It is far easier and cleaner to simply split your dataframe into two parts, save the 10% into a file ( dataframe.to_csv(..)
) and apply your calculations to the 90% in the second df.
You do this by calculating a new column that tells you if a row is test or not and divide your dataframe into two along this new columns value:
Data file creation:
fn = "heart_disease.csv"
with open(fn,"w") as f:
# doubled the data provided
f.write("""Age,AL,SEX,DIAB,SMOK,CHOL,LAD,RCA,LM
65,0,M,n,y,220,80,75,20\n45,0.2,F,n,n,300,90,35,35\n66,-1,F,y,y,200,90,80,20
70,0.2,F,n,y,220,40,85,15\n80,1.1,M,y,y,200,90,90,25\n55,0,M,y,y,240,95,45,25
90,-1,M,n,y,350,35,75,20\n88,1,F,y,y,200,40,85,20\n50,1.1,M,n,n,220,55,30,30
95,-1,M,n,y,230,75,85,15\n30,1.1,F,n,y,235,75,20,30
65,0,M,n,y,220,80,75,20\n45,0.2,F,n,n,300,90,35,35\n66,-1,F,y,y,200,90,80,20
70,0.2,F,n,y,220,40,85,15\n80,1.1,M,y,y,200,90,90,25\n55,0,M,y,y,240,95,45,25
90,-1,M,n,y,350,35,75,20\n88,1,F,y,y,200,40,85,20\n50,1.1,M,n,n,220,55,30,30
95,-1,M,n,y,230,75,85,15\n30,1.1,F,n,y,235,75,20,30
""")
Program:
import pandas as pd
fn = "heart_disease.csv"
store_data = pd.read_csv(fn)
print(store_data)
import random
import numpy as np
percentage = 0.1
store_data["test"] = np.random.rand(len(store_data))
test_data = store_data[store_data.test <= percentage]
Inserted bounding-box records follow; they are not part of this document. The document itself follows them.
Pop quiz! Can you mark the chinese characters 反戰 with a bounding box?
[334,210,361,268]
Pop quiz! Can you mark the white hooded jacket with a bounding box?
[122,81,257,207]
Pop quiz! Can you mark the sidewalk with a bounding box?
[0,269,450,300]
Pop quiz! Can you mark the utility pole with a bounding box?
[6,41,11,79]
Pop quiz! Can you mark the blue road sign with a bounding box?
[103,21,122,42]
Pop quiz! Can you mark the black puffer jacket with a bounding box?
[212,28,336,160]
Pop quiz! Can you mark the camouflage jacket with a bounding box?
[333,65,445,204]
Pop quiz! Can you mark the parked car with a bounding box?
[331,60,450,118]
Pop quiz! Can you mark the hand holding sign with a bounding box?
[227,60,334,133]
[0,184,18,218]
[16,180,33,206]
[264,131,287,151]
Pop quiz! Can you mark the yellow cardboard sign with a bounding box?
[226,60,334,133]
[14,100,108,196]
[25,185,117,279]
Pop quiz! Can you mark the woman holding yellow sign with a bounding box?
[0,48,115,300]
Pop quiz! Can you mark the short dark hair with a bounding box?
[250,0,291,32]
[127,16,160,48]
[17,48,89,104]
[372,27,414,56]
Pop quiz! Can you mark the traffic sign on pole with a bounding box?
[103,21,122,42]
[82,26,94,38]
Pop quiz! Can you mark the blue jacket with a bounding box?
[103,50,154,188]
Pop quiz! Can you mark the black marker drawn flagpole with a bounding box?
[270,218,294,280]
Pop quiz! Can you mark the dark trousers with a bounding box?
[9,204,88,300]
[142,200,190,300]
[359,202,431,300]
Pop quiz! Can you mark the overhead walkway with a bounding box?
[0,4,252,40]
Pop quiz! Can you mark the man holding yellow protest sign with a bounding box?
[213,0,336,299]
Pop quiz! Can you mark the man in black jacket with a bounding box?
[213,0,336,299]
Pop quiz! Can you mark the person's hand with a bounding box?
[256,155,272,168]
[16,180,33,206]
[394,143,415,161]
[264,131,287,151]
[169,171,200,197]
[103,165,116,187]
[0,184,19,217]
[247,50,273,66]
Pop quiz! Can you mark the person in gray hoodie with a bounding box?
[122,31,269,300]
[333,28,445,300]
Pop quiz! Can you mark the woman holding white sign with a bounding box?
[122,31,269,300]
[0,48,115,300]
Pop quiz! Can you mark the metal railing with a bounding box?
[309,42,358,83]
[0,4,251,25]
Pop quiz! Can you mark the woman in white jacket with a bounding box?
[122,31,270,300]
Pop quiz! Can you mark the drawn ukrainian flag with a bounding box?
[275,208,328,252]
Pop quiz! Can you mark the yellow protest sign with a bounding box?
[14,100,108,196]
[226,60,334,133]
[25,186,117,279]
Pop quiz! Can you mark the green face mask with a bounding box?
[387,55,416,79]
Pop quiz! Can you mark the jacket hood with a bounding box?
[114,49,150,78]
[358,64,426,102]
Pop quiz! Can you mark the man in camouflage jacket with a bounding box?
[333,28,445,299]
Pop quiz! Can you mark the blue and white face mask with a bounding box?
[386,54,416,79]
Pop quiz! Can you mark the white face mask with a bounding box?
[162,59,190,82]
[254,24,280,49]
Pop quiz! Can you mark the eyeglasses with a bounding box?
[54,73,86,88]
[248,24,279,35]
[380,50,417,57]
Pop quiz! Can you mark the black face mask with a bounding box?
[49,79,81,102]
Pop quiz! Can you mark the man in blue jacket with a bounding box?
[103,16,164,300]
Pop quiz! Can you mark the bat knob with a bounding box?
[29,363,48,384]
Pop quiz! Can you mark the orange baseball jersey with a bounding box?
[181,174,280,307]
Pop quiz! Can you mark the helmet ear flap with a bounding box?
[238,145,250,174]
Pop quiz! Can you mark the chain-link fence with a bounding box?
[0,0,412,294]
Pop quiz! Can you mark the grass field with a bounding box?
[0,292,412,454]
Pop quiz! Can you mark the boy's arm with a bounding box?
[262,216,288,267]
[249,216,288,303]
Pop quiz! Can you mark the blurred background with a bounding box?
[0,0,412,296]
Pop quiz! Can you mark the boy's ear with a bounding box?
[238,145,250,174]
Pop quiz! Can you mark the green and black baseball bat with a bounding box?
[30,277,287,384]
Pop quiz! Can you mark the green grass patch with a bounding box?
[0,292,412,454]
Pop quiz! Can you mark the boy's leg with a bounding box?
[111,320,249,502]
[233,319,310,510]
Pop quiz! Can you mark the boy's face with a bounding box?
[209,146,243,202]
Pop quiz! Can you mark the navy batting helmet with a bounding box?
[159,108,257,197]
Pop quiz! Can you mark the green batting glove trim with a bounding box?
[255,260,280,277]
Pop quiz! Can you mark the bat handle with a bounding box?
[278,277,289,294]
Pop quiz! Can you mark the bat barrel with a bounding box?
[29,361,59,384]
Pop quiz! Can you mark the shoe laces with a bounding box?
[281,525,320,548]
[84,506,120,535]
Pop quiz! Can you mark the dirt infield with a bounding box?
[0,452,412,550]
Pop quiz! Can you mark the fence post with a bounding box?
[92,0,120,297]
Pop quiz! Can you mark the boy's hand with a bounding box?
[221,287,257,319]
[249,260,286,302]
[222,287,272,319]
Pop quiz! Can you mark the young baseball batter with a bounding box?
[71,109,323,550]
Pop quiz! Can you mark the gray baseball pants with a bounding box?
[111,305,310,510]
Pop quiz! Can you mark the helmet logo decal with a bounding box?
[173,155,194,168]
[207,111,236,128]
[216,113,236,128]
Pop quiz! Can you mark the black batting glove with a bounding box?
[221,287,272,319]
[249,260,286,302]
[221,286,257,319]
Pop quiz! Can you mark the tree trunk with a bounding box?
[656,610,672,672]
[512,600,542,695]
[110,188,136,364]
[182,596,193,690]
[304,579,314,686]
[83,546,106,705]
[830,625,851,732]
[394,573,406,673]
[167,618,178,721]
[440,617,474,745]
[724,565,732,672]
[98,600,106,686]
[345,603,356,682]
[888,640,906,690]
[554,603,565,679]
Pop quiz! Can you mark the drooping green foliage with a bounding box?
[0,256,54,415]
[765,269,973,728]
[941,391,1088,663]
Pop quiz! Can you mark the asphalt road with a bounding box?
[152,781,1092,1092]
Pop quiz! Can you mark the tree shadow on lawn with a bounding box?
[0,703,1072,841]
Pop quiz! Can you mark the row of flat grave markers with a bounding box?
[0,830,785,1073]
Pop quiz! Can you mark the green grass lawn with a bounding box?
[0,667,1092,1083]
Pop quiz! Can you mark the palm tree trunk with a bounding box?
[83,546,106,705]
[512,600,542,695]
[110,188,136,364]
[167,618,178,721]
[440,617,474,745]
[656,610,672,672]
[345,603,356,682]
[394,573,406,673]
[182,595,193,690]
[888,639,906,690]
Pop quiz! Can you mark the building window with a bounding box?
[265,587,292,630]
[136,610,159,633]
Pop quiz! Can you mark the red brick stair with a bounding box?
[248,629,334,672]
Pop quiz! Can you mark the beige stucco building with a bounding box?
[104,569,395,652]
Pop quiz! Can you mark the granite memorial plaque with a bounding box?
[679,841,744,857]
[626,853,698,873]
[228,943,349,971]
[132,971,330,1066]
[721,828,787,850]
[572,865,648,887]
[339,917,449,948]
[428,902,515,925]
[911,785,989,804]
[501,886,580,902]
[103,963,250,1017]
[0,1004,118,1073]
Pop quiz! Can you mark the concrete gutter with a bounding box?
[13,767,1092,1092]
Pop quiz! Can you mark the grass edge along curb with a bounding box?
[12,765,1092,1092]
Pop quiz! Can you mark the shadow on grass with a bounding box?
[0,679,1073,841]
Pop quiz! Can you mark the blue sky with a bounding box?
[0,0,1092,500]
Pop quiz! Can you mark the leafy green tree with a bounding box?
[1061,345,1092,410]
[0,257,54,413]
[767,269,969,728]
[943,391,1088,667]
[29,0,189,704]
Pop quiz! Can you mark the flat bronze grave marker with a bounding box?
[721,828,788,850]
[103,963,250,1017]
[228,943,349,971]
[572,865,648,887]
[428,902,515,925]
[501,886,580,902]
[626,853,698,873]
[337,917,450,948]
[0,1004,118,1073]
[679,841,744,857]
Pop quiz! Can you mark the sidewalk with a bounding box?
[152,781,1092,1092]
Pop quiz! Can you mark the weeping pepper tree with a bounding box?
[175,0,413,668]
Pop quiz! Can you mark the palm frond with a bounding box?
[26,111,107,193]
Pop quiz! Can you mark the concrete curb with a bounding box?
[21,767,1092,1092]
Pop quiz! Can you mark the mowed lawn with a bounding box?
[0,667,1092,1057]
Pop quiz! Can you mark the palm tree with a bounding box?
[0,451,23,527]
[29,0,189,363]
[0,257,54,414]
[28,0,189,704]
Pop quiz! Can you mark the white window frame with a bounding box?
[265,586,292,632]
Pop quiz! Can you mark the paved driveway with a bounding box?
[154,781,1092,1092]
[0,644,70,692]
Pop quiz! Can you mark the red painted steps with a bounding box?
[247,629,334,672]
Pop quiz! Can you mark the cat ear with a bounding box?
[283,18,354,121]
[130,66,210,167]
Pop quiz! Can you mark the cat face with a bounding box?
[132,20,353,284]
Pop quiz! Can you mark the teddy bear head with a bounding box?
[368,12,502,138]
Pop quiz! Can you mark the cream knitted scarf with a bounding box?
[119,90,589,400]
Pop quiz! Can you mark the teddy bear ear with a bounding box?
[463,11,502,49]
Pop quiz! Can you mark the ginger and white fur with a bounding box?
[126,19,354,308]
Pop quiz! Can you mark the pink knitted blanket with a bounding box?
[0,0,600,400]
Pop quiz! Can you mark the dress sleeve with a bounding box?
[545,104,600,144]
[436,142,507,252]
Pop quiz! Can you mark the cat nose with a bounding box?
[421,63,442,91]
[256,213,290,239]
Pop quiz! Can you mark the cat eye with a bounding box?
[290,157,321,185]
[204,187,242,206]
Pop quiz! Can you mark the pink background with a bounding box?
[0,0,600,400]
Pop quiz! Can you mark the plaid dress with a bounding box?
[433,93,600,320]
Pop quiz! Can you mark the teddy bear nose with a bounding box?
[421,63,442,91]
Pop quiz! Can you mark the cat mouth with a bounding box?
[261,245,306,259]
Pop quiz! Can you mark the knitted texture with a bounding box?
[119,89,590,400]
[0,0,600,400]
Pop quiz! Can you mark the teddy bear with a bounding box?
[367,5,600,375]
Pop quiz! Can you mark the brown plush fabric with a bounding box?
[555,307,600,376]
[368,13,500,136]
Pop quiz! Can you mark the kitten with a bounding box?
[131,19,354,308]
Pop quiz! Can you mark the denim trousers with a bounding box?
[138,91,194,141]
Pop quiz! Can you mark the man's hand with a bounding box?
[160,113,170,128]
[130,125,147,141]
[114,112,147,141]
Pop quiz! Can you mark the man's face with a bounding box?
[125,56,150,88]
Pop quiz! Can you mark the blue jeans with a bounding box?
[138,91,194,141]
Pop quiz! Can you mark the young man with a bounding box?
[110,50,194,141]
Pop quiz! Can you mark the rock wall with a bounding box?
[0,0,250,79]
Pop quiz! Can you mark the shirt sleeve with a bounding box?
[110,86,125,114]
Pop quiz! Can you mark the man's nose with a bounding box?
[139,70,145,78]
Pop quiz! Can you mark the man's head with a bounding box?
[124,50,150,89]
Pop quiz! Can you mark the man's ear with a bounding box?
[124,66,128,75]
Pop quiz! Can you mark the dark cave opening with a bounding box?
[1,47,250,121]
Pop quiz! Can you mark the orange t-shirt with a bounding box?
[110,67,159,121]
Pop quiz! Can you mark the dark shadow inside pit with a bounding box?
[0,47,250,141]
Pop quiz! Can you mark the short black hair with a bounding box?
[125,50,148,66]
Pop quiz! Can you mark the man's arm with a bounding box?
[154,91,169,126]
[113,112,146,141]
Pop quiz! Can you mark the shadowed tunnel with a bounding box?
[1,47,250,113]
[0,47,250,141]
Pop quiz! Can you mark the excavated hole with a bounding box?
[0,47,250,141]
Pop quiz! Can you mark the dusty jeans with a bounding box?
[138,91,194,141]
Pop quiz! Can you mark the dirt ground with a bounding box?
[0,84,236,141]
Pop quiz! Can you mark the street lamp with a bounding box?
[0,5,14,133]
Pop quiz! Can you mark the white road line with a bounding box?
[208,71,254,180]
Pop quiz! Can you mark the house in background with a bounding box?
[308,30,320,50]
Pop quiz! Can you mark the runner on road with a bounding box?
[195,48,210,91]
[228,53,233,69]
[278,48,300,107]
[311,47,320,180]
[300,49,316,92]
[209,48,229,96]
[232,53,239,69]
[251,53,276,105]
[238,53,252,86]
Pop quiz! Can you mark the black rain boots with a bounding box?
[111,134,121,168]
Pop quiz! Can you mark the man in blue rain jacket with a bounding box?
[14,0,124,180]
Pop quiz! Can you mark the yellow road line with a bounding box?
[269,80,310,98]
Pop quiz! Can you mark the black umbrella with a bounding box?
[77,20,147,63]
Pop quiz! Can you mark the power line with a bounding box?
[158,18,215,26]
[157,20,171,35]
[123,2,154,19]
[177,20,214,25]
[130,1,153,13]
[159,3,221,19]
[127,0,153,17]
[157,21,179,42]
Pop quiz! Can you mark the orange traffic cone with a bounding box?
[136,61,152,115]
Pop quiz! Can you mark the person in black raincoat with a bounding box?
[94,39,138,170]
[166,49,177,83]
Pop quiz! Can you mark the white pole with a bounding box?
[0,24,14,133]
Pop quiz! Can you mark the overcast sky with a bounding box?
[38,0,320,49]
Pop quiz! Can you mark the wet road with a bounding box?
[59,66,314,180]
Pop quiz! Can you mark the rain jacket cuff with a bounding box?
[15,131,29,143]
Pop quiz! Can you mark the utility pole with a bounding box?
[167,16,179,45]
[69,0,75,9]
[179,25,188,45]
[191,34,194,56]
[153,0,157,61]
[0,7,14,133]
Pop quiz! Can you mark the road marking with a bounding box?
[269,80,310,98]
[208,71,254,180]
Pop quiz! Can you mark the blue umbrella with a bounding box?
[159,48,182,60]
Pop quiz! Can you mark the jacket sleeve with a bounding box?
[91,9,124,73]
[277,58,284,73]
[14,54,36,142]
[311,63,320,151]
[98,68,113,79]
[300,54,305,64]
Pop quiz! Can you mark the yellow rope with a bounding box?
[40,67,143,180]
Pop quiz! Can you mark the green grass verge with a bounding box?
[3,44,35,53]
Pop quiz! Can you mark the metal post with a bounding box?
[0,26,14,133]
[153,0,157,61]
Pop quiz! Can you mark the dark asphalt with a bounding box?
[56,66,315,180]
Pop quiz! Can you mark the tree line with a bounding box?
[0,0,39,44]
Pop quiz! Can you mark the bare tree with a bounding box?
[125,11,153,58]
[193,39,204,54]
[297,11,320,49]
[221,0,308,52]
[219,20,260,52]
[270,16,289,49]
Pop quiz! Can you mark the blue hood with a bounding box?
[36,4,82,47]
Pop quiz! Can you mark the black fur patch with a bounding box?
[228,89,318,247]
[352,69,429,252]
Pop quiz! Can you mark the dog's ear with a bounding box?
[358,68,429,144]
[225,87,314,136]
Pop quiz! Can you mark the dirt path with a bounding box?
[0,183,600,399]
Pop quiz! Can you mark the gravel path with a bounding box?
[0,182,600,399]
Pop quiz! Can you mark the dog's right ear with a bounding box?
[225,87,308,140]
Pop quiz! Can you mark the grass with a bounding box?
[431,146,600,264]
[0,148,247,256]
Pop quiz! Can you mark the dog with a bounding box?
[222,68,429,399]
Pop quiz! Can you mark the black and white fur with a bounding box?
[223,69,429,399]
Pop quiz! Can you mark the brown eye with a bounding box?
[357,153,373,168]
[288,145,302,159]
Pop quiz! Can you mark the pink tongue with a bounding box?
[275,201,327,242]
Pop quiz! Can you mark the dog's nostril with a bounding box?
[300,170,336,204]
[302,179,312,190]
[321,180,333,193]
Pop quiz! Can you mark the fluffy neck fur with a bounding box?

other_data = store_data[store_data.test > percentage]
print(test_data)
print(other_data)
Output:
# original data
Age AL SEX DIAB SMOK CHOL LAD RCA LM
0 65 0.0 M n y 220 80 75 20
1 45 0.2 F n n 300 90 35 35
2 66 -1.0 F y y 200 90 80 20
3 70 0.2 F n y 220 40 85 15
4 80 1.1 M y y 200 90 90 25
5 55 0.0 M y y 240 95 45 25
6 90 -1.0 M n y 350 35 75 20
7 88 1.0 F y y 200 40 85 20
8 50 1.1 M n n 220 55 30 30
9 95 -1.0 M n y 230 75 85 15
10 30 1.1 F n y 235 75 20 30
11 65 0.0 M n y 220 80 75 20
12 45 0.2 F n n 300 90 35 35
13 66 -1.0 F y y 200 90 80 20
14 70 0.2 F n y 220 40 85 15
15 80 1.1 M y y 200 90 90 25
16 55 0.0 M y y 240 95 45 25
17 90 -1.0 M n y 350 35 75 20
18 88 1.0 F y y 200 40 85 20
19 50 1.1 M n n 220 55 30 30
20 95 -1.0 M n y 230 75 85 15
21 30 1.1 F n y 235 75 20 30
# data with test <= 0.1
Age AL SEX DIAB SMOK CHOL LAD RCA LM test
3 70 0.2 F n y 220 40 85 15 0.093135
10 30 1.1 F n y 235 75 20 30 0.021302
# data with test > 0.1
Age AL SEX DIAB SMOK CHOL LAD RCA LM test
0 65 0.0 M n y 220 80 75 20 0.449546
1 45 0.2 F n n 300 90 35 35 0.953321
2 66 -1.0 F y y 200 90 80 20 0.928233
4 80 1.1 M y y 200 90 90 25 0.672880
5 55 0.0 M y y 240 95 45 25 0.136537
6 90 -1.0 M n y 350 35 75 20 0.439261
7 88 1.0 F y y 200 40 85 20 0.935340
8 50 1.1 M n n 220 55 30 30 0.737416
9 95 -1.0 M n y 230 75 85 15 0.461699
11 65 0.0 M n y 220 80 75 20 0.548624
12 45 0.2 F n n 300 90 35 35 0.679861
13 66 -1.0 F y y 200 90 80 20 0.195141
14 70 0.2 F n y 220 40 85 15 0.997854
15 80 1.1 M y y 200 90 90 25 0.871436
16 55 0.0 M y y 240 95 45 25 0.907141
17 90 -1.0 M n y 350 35 75 20 0.295690
18 88 1.0 F y y 200 40 85 20 0.970249
19 50 1.1 M n n 220 55 30 30 0.566218
20 95 -1.0 M n y 230 75 85 15 0.545188
21 30 1.1 F n y 235 75 20 30 0.217490
It is random, you might get exactly 10% of your data - or you can get fewer/more than 10% - the bigger your data the closer you'll get to 10%.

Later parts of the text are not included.